'2001: A Space Odyssey'

Hardcore science fiction fans don't need the mainstream to validate their love of the genre, thank you very much. Still, it's always intriguing to see how a mainstream director -- for the purposes of this article I'll define "mainstream" as a filmmaker not known for his previous interest in the genre -- approaches a science fiction property.

Martin Scorsese, for example, has not tackled science fiction yet, but his knowledge and love for all types of cinema is clearly felt in his latest film, Shutter Island. The thriller reeks (in a good way) of atmosphere, mood, and tone informed by the classical brand of horror movies, the kind practiced by James Whale and Val Lewton. In a similar way, Ridley Scott's The Duellists placed the action in foreboding, menacing, gorgeous settings, allowed the story to unfold at its own pace, and displayed respect for the the genre (if Napoleonic sword fighting pictures can be termed a genre), qualities that would serve Scott well with Alien and Blade Runner.

Here, then, are the top mainstream directors gone sci-fi. These are not (all) among the best films ever made, but are fascinating nonetheless -- sometimes like that car wreck you can't tear your eyes away from.

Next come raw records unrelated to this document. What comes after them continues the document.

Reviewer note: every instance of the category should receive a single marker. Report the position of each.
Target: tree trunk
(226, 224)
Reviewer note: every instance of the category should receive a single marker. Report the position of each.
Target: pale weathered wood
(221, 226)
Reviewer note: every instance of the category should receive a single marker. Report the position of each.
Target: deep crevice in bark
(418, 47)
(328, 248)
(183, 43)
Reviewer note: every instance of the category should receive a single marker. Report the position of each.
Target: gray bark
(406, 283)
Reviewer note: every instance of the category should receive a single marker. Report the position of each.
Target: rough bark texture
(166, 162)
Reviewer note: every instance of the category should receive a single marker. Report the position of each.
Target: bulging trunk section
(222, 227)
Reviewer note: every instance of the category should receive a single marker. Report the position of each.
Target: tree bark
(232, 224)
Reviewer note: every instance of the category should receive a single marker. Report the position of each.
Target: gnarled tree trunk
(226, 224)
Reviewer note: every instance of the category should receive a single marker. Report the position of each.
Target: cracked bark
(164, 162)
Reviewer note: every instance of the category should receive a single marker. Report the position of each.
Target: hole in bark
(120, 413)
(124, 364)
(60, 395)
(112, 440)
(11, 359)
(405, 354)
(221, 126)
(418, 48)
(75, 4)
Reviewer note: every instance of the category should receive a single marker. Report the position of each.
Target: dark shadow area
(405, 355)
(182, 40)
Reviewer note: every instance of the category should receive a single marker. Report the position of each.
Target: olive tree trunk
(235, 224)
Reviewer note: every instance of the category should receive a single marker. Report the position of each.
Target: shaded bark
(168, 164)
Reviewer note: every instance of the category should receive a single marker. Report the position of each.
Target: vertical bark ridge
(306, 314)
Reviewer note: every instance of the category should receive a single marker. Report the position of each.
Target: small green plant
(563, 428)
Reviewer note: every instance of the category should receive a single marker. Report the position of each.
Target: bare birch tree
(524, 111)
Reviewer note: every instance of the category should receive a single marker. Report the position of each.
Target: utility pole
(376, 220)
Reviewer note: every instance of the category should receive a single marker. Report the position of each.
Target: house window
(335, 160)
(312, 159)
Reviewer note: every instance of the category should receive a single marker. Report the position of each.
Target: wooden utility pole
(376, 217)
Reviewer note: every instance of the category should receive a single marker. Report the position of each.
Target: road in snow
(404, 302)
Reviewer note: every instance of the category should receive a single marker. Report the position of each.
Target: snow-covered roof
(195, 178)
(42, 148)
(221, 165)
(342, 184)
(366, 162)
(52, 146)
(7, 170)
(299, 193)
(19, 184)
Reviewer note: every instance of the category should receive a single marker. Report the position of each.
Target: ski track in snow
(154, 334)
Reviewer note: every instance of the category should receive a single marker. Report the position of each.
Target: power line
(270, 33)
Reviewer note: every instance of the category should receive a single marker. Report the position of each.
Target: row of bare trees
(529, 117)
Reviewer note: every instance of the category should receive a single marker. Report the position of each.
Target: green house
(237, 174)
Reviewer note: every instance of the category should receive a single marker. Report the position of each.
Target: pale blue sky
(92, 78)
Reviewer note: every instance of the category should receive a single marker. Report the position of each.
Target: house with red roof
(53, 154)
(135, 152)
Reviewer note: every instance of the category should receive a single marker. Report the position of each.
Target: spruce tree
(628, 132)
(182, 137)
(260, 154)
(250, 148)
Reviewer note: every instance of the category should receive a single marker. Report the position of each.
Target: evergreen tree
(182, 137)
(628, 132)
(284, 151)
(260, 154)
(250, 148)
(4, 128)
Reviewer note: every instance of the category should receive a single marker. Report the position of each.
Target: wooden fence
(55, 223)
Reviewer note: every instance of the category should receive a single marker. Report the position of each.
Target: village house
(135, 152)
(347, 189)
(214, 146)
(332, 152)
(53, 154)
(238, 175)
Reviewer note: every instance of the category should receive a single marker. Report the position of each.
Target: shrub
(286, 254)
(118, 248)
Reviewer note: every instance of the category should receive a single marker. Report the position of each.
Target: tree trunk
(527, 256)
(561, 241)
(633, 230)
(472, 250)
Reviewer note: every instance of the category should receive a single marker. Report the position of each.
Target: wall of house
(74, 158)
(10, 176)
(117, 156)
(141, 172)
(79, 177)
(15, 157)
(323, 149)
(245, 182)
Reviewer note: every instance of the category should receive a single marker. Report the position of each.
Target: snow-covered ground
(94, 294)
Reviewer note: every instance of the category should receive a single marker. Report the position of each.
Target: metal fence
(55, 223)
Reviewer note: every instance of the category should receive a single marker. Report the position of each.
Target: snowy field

1. Stanley Kubrick, 2001: A Space Odyssey
As brilliant as his previous pictures were, Kubrick exceeded himself with this carefully-crafted, mind-blowing masterpiece. Science fiction allowed him to let slip the surly bounds of gravity -- and narrative convention. It marked a turning point in his career, as his films became increasingly poetic and untethered to earthbound reality.